KAILUA-KONA, Hawaii (AP) - Recent rainfall seems to have helped West Hawaii recover from the drought that hit the area earlier this year.

Rainfall in Honaunau totaled 10.5 inches in May, more than twice the average for that month. During that time, Waimea saw its highest rainfall in nearly two decades and the Kohala Mountains had totals ranging from two to seven times normal levels, West Hawaii Today reported (https://bit.ly/24EZ5ng).

The driest January on record in Kealakekua had farmers concerned about their crops.

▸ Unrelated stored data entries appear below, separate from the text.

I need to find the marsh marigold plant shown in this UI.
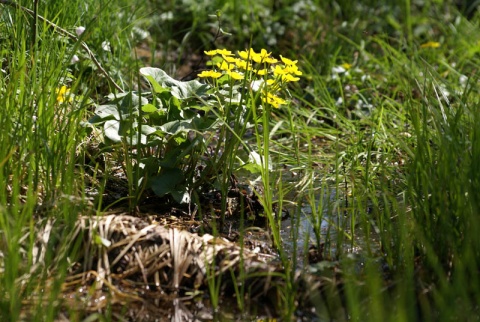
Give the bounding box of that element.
[198,48,301,108]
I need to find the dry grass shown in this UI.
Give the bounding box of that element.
[45,213,288,315]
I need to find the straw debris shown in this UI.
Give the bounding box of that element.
[65,214,282,302]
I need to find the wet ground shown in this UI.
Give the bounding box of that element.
[47,173,387,321]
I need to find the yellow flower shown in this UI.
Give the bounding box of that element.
[420,41,440,49]
[266,79,277,86]
[280,55,297,66]
[238,48,277,64]
[281,74,300,82]
[273,65,287,76]
[265,79,281,92]
[200,47,301,105]
[238,49,250,61]
[217,60,234,71]
[251,48,271,64]
[264,57,278,64]
[262,92,286,108]
[56,85,71,103]
[227,70,244,80]
[254,68,268,76]
[204,50,218,56]
[234,59,252,70]
[263,54,278,64]
[284,64,302,76]
[204,49,234,56]
[216,48,234,56]
[222,55,237,63]
[341,63,352,70]
[197,70,223,79]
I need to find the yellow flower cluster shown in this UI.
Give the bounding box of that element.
[56,85,72,103]
[420,41,440,49]
[198,48,302,108]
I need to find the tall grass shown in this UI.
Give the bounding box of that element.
[0,0,144,319]
[266,1,480,319]
[287,2,480,319]
[404,69,480,320]
[0,4,82,320]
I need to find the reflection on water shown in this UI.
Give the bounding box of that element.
[280,190,381,268]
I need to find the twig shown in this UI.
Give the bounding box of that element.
[180,11,227,81]
[0,0,124,93]
[31,0,38,50]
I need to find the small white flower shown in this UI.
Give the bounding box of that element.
[332,66,346,74]
[459,74,468,86]
[439,84,450,98]
[250,80,264,91]
[335,96,343,106]
[70,55,79,64]
[131,26,150,41]
[101,40,111,52]
[75,26,85,36]
[361,74,370,82]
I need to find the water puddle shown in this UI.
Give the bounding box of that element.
[280,189,382,269]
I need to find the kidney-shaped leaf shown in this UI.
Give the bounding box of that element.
[150,168,184,197]
[140,67,208,100]
[160,119,193,135]
[141,103,158,113]
[104,120,122,142]
[141,124,157,136]
[94,104,120,121]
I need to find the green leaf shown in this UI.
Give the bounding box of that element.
[160,119,193,134]
[88,114,105,124]
[94,104,120,121]
[118,92,147,117]
[140,67,209,100]
[171,189,190,204]
[173,135,187,144]
[241,151,273,174]
[241,163,262,174]
[192,115,216,131]
[103,120,148,145]
[93,92,147,123]
[144,76,170,94]
[104,120,122,142]
[150,168,184,197]
[141,103,158,113]
[141,124,157,136]
[144,136,164,147]
[139,156,161,176]
[158,147,182,168]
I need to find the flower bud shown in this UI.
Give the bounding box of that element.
[70,55,79,64]
[75,26,86,36]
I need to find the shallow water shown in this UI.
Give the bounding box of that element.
[280,190,381,269]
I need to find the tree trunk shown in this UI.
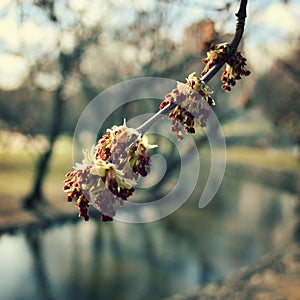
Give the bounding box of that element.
[23,83,64,208]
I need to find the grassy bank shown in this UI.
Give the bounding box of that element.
[0,135,72,212]
[1,135,300,209]
[0,134,299,232]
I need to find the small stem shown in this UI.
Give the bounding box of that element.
[136,0,248,136]
[137,58,225,135]
[136,59,226,135]
[136,102,176,135]
[200,61,226,84]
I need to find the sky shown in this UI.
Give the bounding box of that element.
[245,0,300,72]
[0,0,299,90]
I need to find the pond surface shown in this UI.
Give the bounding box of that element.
[0,176,298,300]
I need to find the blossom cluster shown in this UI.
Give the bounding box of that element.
[64,42,251,222]
[64,122,155,221]
[160,72,214,140]
[221,50,251,92]
[202,43,251,92]
[201,43,229,76]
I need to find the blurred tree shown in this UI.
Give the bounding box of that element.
[112,2,178,77]
[253,44,300,154]
[22,1,105,207]
[183,19,215,53]
[0,0,180,208]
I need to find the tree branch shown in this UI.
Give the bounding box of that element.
[230,0,248,51]
[137,0,248,135]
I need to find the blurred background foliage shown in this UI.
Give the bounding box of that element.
[0,0,299,206]
[0,0,300,298]
[0,0,299,216]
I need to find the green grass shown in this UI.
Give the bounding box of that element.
[199,143,300,173]
[1,134,299,212]
[0,135,73,210]
[226,146,300,172]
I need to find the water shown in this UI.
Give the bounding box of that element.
[0,176,298,300]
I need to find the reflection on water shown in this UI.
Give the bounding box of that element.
[0,177,298,300]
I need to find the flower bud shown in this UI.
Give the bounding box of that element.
[159,73,213,140]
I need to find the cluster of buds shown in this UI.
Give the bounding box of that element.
[64,168,91,221]
[202,43,251,92]
[63,121,155,221]
[221,50,251,92]
[129,142,151,177]
[160,72,214,140]
[202,43,229,76]
[64,41,251,222]
[94,124,152,178]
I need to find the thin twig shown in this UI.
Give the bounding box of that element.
[230,0,248,51]
[136,0,248,135]
[136,102,175,135]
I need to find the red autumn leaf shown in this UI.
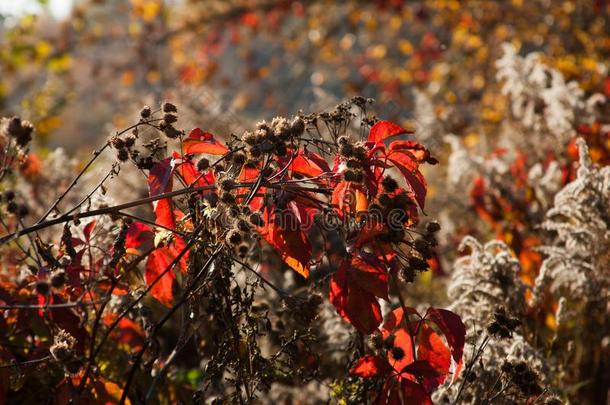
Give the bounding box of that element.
[401,359,441,379]
[90,377,130,405]
[83,220,96,242]
[399,380,433,405]
[388,140,431,163]
[103,315,145,351]
[148,159,176,229]
[289,150,330,178]
[424,308,466,368]
[145,247,176,307]
[330,260,382,334]
[290,152,324,177]
[239,165,267,211]
[381,306,420,334]
[353,217,387,248]
[184,128,228,155]
[332,181,369,217]
[373,379,432,405]
[167,235,190,274]
[148,159,173,197]
[417,323,451,391]
[304,149,331,172]
[349,254,389,300]
[386,327,416,373]
[386,153,427,210]
[350,355,391,378]
[257,207,311,278]
[154,199,175,229]
[368,120,414,145]
[125,222,154,250]
[39,294,89,353]
[174,155,215,188]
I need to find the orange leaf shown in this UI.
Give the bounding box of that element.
[289,150,330,178]
[424,308,466,369]
[350,355,391,378]
[349,254,389,300]
[368,120,413,145]
[387,153,427,209]
[329,259,383,334]
[257,208,311,278]
[416,323,451,390]
[148,159,175,229]
[145,248,176,307]
[184,128,228,155]
[332,181,369,217]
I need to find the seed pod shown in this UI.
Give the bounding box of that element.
[237,243,249,258]
[163,113,178,124]
[6,201,18,213]
[17,204,29,218]
[369,334,383,349]
[275,143,287,157]
[236,219,251,232]
[378,193,392,207]
[249,145,262,158]
[249,213,264,227]
[337,135,349,145]
[401,266,416,283]
[352,145,367,161]
[343,169,359,182]
[205,193,219,208]
[383,334,395,349]
[487,321,501,335]
[140,106,152,119]
[110,136,124,149]
[382,176,398,192]
[408,256,429,271]
[232,152,246,165]
[162,102,177,113]
[339,143,353,157]
[242,131,257,145]
[7,116,22,136]
[109,222,129,268]
[220,192,235,205]
[196,158,210,172]
[425,221,441,233]
[124,136,136,148]
[163,125,182,139]
[226,230,242,246]
[390,346,405,360]
[61,224,77,259]
[116,148,129,162]
[6,116,34,147]
[220,178,236,191]
[346,158,361,169]
[50,270,67,288]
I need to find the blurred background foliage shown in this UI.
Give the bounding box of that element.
[1,0,608,149]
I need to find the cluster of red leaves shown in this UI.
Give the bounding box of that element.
[329,121,436,334]
[139,122,437,316]
[130,119,463,401]
[350,307,465,404]
[0,218,146,402]
[0,116,463,403]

Kurt Schweickhard, who owns a coffee and macadamia nut farm, has welcomed the rain on his property in Kainaliu, where there’s been four inches of precipitation so far this month.

“It’s been good,” Schweickhard said. “People need to fertilize, and we do want the moisture.”

Dry conditions on the island had intensified in March before residents felt some relief by April rains. The drought had been blamed on El Nino, a natural warming of parts of the central Pacific that changes weather worldwide. In West Hawaii, El Nino brought a stable air pattern to the islands and a big reduction in storms and showers.

The recent high levels of rainfall have mostly been seen in west and north Hawaii regions, while half of the island’s rain gauges are still less than 50 percent of average for the first five months of the year. However, meteorologists with the NOAA Climate Prediction Center are predicting above normal rain for the latter half of the dry season that runs from May through September.